At each school, data were collected during three consecutive 1-wk periods, with 12 girls selected at random for measurement in each period. This selection scheme and measurement schedule permitted examination of variation in physical activity from week-to-week within a school (e.g., due to factors such as weather, scheduling of field trips, etc.) Evidence of such variation would suggest that the ICC might be reduced by extending the period of observation to avoid measuring all girls from a given school during the same week.
Human subjects approval.
The substudy was approved by the Institutional Review Board of each participating site and collaborating institution. The substudy was also approved by the appropriate school and school district officials.
Variables of interest and their measures.
The primary outcome of the substudy was the primary outcome for TAAG, intensity-weighted minutes (i.e., MET-minutes) of MVPA, measured using the equipment and protocol planned for TAAG. Other measures included demographic and anthropometric variables (ethnicity, age, weight, height, and body mass index (BMI)).
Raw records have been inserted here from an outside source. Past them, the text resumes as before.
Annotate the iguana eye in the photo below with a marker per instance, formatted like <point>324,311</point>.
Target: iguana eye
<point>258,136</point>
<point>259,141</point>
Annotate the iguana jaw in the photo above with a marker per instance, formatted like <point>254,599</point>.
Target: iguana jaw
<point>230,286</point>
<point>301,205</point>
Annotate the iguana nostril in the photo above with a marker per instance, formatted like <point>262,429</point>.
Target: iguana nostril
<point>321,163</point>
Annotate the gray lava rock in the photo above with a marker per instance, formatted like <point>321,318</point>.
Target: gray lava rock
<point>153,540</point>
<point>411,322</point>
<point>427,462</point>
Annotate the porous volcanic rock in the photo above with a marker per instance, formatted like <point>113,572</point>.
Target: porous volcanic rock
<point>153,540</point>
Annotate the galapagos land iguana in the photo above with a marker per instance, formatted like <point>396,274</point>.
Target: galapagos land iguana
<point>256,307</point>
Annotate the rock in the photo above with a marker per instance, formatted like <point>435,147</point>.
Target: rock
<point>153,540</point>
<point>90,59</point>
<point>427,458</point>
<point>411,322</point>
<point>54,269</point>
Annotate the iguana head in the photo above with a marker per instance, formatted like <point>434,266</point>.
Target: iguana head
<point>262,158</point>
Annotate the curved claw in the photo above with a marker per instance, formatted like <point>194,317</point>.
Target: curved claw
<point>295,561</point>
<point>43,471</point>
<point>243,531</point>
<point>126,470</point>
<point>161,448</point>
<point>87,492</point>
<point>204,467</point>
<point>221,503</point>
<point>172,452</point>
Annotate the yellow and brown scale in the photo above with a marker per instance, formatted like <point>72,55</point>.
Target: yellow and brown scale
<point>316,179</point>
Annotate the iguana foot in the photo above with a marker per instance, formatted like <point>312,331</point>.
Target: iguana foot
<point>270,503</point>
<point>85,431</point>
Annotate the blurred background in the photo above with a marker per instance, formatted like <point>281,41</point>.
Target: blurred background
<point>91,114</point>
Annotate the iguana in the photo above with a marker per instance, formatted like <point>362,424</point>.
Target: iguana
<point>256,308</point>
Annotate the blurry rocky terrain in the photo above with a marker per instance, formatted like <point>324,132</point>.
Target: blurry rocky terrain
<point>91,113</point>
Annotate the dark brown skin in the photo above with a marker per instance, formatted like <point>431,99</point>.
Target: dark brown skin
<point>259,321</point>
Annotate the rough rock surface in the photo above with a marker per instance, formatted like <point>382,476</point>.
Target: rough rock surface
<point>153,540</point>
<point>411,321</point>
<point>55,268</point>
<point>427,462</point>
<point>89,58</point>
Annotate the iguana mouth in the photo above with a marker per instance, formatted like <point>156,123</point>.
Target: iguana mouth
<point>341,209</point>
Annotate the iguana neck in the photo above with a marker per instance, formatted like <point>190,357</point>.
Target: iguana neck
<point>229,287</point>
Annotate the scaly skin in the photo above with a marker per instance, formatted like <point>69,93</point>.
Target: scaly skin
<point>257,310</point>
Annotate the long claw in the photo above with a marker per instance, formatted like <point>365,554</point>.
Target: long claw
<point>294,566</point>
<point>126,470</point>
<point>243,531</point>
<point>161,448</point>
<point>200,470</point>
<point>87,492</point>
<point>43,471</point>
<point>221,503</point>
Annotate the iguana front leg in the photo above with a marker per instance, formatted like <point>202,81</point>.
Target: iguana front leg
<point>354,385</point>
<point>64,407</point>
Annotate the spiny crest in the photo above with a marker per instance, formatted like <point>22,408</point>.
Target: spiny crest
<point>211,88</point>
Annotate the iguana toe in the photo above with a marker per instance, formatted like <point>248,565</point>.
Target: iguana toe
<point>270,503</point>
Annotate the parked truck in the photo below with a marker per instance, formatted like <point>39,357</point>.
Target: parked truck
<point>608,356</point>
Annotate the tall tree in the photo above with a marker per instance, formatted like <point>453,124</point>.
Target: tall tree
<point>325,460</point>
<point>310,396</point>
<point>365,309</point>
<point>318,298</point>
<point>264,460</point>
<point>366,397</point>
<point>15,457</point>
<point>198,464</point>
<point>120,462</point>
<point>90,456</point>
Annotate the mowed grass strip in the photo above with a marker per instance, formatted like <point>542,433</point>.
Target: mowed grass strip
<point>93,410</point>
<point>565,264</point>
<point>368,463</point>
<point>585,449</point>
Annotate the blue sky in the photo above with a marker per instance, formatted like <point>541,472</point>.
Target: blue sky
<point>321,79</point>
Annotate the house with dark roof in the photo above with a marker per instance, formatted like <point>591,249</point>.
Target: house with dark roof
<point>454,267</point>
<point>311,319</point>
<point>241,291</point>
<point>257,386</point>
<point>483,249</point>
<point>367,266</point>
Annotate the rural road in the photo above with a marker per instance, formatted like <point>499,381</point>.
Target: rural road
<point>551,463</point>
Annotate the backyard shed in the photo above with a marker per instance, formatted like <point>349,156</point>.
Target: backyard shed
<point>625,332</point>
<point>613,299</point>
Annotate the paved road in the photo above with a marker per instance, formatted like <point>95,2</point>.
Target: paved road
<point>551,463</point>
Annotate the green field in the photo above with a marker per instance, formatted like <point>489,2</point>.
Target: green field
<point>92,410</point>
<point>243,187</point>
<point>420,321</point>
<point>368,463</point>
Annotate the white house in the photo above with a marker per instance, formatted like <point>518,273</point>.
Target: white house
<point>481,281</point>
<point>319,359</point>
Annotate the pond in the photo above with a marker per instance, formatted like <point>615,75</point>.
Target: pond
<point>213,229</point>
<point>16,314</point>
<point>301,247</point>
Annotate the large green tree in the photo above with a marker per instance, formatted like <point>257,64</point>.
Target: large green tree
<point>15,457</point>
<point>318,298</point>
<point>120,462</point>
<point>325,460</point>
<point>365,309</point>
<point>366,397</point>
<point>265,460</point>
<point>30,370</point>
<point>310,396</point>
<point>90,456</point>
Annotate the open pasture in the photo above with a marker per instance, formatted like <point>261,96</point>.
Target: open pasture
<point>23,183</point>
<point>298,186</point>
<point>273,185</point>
All measurement staff completed and passed a 6-h measurement training and certification program.
The substudy required seven measurement days and two school visits by staff for each girl. During the first school visit, staff confirmed eligibility and consent, obtained baseline information including date of birth, height, weight, and ethnicity, and gave instructions. Using a standardized protocol, staff measured each girl’s weight twice to the nearest 0.1 kg on an electronic scale (Seca, Model 770, Hamburg, Germany). Staff measured height twice to the nearest 0.1 cm using a portable stadiometer (Shorr Height Measuring Board, Olney, MD). Each girl was asked to wear the accelerometer for seven complete days, except at night while sleeping or during any activity that might get the accelerometer wet (e.g., bathing, swimming). Girls wore the accelerometer on their right hip, attached to a belt provided by the study and standardized across sites; girls returned the accelerometer 7 d later at the second school visit. Fridays and Mondays were avoided as starting days for a weekly cycle, because absenteeism is usually higher on those days. Girls were called at home at least once to encourage adherence to the protocol. The second school visit was used to retrieve the accelerometer.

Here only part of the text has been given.